The results of this study demonstrate good repeatability and moderate reproducibility for binocular vision measurements obtained using the EMAA Pro system. Nevertheless, these findings should be interpreted with caution, considering the discrepancies observed between the measured values and those reported in the existing literature, as well as the multiple factors that can influence outcomes (e.g., testing distance, methodology, and measurement conditions).

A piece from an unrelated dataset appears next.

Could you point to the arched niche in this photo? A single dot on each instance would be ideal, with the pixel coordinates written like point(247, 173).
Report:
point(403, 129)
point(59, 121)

Importantly, the EMAA platform enables the safe and objective assessment of several binocular vision parameters through integrated eye-tracking technology. While EMAA provides standardized and controlled measurements, these should always be interpreted within the context of a comprehensive clinical evaluation and the patient’s reported symptoms. Furthermore, the system offers the added advantage of facilitating rehabilitation of binocular vision disorders through its immersive virtual interface.

As this work represents a preliminary investigation, further research is warranted to establish normative data in a larger and more diverse population particularly including children and presbyopic adults to confirm the validity and generalizability of this measurement approach.